Pre-training Vision Transformers with Very Limited Synthesized Images
This work addresses the challenge of data efficiency in pre-training for computer vision, offering a more resource-friendly approach that could benefit researchers and practitioners with limited data access.
The paper tackles the problem of pre-training vision transformers by proposing a method that uses only one synthetic image per category instead of multiple instances, achieving comparable or better performance than models pre-trained on much larger datasets like ImageNet-21k with far fewer images (21k vs. 14M).

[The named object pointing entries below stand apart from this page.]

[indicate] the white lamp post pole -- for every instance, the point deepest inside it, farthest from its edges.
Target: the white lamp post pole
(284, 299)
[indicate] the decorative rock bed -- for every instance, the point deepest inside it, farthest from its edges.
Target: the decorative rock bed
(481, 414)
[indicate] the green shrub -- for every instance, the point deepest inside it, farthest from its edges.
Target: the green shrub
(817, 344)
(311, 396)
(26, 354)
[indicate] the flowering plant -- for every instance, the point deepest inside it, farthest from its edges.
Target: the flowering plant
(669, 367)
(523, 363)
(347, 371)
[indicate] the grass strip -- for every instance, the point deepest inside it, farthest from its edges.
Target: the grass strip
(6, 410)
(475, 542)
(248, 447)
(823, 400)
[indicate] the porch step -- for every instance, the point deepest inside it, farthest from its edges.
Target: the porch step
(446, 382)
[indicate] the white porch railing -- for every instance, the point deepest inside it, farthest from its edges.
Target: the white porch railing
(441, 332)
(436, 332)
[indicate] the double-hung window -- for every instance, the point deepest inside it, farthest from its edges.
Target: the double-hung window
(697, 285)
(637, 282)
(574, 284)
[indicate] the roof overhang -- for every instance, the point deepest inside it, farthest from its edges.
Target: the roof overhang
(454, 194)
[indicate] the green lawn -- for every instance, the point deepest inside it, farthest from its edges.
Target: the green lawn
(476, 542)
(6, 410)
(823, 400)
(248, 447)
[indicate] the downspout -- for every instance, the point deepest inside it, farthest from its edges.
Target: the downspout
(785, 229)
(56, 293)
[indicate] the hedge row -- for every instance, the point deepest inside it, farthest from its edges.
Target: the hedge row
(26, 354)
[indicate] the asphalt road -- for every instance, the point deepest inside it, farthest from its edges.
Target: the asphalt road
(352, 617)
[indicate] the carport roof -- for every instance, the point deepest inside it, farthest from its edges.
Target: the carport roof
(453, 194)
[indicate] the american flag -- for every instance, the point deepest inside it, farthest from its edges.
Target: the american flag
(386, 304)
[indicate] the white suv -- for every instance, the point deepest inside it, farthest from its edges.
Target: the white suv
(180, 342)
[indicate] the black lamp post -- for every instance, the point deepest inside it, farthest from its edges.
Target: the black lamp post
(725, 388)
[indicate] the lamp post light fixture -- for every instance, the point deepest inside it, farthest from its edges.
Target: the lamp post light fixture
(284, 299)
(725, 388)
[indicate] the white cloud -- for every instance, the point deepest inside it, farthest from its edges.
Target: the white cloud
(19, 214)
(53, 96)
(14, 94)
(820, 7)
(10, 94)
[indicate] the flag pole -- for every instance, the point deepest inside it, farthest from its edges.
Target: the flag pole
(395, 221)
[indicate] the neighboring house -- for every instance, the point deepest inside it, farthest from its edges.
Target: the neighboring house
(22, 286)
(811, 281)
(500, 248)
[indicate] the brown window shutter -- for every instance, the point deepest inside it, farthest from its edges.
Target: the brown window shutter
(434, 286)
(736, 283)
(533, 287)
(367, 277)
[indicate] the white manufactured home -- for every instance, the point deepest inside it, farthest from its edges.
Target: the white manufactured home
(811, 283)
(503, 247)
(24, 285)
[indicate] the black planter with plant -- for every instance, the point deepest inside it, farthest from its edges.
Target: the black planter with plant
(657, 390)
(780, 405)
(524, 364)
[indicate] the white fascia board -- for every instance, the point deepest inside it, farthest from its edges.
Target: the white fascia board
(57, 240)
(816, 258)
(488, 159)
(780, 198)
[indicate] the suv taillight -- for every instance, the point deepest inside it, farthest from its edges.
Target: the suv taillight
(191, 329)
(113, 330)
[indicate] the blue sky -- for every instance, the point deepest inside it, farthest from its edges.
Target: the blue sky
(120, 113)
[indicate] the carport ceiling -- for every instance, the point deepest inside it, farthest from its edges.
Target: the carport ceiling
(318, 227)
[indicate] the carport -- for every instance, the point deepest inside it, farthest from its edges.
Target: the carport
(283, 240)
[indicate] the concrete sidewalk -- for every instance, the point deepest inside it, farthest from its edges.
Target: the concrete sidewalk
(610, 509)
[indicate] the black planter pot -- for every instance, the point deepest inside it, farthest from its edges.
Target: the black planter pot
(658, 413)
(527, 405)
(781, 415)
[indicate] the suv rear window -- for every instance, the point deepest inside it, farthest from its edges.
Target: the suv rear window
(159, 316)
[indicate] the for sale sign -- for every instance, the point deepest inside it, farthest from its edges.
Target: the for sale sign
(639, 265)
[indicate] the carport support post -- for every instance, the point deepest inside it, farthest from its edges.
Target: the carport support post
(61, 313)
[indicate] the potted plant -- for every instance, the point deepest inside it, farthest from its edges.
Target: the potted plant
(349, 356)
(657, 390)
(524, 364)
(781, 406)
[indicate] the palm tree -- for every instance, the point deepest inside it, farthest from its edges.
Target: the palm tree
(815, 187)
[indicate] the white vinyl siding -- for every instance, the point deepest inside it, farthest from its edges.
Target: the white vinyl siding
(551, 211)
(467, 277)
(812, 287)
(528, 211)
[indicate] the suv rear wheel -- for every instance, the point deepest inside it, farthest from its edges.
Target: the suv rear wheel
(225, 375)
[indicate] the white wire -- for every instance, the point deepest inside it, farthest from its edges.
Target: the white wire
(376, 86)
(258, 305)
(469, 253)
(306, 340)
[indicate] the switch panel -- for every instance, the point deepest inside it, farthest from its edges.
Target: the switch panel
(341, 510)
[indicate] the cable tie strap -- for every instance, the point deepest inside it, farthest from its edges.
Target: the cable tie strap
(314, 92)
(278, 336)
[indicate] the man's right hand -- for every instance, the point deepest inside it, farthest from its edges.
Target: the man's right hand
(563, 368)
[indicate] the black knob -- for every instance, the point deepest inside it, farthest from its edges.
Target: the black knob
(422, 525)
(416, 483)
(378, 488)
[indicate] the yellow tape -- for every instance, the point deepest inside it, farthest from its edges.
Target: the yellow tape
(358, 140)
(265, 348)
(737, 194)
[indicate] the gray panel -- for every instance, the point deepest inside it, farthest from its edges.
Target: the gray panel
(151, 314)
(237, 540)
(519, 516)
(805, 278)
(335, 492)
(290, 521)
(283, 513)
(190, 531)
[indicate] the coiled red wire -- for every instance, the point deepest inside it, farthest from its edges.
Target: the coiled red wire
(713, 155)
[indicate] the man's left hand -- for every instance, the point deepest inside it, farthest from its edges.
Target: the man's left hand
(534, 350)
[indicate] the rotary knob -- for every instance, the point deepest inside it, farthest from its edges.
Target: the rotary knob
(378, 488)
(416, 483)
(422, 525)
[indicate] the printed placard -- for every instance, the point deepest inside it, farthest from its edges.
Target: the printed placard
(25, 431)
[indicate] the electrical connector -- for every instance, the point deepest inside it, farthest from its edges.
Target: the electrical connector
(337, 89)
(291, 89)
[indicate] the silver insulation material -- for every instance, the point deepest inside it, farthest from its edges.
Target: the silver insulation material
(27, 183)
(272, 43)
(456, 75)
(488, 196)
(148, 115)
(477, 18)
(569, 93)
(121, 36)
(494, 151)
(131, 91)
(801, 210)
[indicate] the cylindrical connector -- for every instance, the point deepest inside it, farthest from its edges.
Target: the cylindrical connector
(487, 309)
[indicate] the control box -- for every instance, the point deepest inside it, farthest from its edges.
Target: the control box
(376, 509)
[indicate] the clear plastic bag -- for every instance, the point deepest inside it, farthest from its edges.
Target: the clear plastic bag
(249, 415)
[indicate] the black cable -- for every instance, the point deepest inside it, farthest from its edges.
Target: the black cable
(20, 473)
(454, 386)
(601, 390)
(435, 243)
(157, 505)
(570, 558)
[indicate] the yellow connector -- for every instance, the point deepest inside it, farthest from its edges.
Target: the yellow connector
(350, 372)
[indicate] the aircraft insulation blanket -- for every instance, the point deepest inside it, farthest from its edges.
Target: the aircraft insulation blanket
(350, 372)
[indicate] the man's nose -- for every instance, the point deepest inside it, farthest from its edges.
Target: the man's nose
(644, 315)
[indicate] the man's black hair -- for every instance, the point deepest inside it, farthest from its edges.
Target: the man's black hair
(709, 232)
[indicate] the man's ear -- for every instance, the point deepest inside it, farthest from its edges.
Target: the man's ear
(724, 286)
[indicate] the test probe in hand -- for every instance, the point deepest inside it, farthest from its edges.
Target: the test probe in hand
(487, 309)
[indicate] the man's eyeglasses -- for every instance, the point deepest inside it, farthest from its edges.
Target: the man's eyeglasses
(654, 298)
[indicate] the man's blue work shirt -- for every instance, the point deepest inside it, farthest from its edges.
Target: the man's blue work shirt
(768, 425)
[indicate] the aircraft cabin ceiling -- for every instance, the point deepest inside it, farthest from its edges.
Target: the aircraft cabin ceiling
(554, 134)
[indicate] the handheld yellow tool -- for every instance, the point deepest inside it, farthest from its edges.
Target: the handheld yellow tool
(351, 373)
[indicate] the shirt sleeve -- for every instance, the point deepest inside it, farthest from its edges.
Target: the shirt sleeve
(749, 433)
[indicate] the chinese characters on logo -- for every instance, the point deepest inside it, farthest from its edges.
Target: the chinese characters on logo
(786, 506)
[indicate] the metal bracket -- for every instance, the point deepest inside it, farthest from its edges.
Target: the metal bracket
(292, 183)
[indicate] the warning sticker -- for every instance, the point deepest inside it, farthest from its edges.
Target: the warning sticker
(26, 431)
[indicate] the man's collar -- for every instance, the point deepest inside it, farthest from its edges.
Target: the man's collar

Formula-driven supervised learning (FDSL) is a pre-training method that relies on synthetic images generated from mathematical formulae such as fractals. Prior work on FDSL has shown that pre-training vision transformers on such synthetic datasets can yield competitive accuracy on a wide range of downstream tasks. These synthetic images are categorized according to the parameters in the mathematical formula that generate them. In the present work, we hypothesize that the process for generating different instances for the same category in FDSL, can be viewed as a form of data augmentation. We validate this hypothesis by replacing the instances with data augmentation, which means we only need a single image per category. Our experiments shows that this one-instance fractal database (OFDB) performs better than the original dataset where instances were explicitly generated. We further scale up OFDB to 21,000 categories and show that it matches, or even surpasses, the model pre-trained on ImageNet-21k in ImageNet-1k fine-tuning. The number of images in OFDB is 21k, whereas ImageNet-21k has 14M. This opens new possibilities for pre-training vision transformers with much smaller datasets.